QUT deployed Oracle Hyperion Planning and Oracle Essbase across the university. It used Oracle Data Integrator to integrate the Hyperion system with Oracle Financials and the University’s ALESCO v12 human resources system.

“We can now produce a consolidated budget in less than a day, whereas it previously took at least a week of trawling through spreadsheets to produce, balance, and check figures.”

Patricia Alner Director of Planning and Budget, Queensland University of Technology

The move to Oracle Hyperion provides a central portal to integrate financial data from all faculties, divisions, and institutes, making it easier for the MAT to bring together the decentralised budgeting process and standardise budgeting practices across the University. The project involved an extended consultation with end

users from various organisational areas, resulting in comprehensive business and technical requirement statements, which contain user expectations for functionality and technical capabilities that best fit the university’s IT environment.

“The staff that were developing the budgets in the faculties, divisions, and institutes already had their own, very established systems—many of them Excel-based—so the move to Hyperion wasn’t just a technical project but also a change-management exercise,” said Alner.
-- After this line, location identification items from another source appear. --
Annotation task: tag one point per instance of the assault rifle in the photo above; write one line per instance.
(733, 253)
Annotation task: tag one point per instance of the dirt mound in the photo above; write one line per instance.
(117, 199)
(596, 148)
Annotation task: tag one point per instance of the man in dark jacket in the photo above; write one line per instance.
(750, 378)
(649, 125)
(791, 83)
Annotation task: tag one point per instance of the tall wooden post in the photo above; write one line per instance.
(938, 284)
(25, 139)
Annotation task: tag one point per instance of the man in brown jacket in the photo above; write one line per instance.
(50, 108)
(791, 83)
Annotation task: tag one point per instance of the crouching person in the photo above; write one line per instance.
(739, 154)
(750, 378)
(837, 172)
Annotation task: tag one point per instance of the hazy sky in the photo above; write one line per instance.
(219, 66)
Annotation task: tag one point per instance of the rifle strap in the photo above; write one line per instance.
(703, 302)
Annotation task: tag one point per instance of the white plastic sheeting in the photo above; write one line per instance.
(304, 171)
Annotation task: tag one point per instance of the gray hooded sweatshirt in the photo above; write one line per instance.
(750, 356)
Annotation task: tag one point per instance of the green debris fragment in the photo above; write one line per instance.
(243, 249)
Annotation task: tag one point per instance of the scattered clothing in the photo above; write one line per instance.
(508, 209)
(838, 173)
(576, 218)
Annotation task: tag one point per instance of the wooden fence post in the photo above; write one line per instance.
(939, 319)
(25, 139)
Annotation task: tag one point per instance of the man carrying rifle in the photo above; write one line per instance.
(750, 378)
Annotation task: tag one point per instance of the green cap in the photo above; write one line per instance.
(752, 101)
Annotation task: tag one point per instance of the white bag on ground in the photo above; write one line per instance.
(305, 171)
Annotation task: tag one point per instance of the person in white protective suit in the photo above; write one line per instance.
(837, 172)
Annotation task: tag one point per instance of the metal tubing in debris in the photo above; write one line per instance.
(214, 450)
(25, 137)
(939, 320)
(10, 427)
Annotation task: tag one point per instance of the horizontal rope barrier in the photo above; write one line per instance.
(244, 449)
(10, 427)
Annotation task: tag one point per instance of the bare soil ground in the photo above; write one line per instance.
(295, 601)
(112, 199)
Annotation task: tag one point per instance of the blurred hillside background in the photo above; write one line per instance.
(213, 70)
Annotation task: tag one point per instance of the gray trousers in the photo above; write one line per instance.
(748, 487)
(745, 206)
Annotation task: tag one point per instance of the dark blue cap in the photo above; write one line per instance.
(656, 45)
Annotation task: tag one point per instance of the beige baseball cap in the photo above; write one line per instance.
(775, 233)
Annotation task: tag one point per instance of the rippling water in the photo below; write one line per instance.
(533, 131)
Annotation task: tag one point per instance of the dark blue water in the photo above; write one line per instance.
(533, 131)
“As our financial staff was comfortable using these Excel spreadsheets, Hyperion was a good fit because it could offer end users an Excel-style experience while still giving us the flexibility and strength we needed at the back end,” she said. “Thanks to Hyperion, we could make sure everyone is budgeting for their organisational areas using the same standards and applying the same rates and cost increments, rather than using different calculations in separate spreadsheets. We’ve prescribed these set rates in the Hyperion system and they can’t be overridden, so we’re all on the same page.”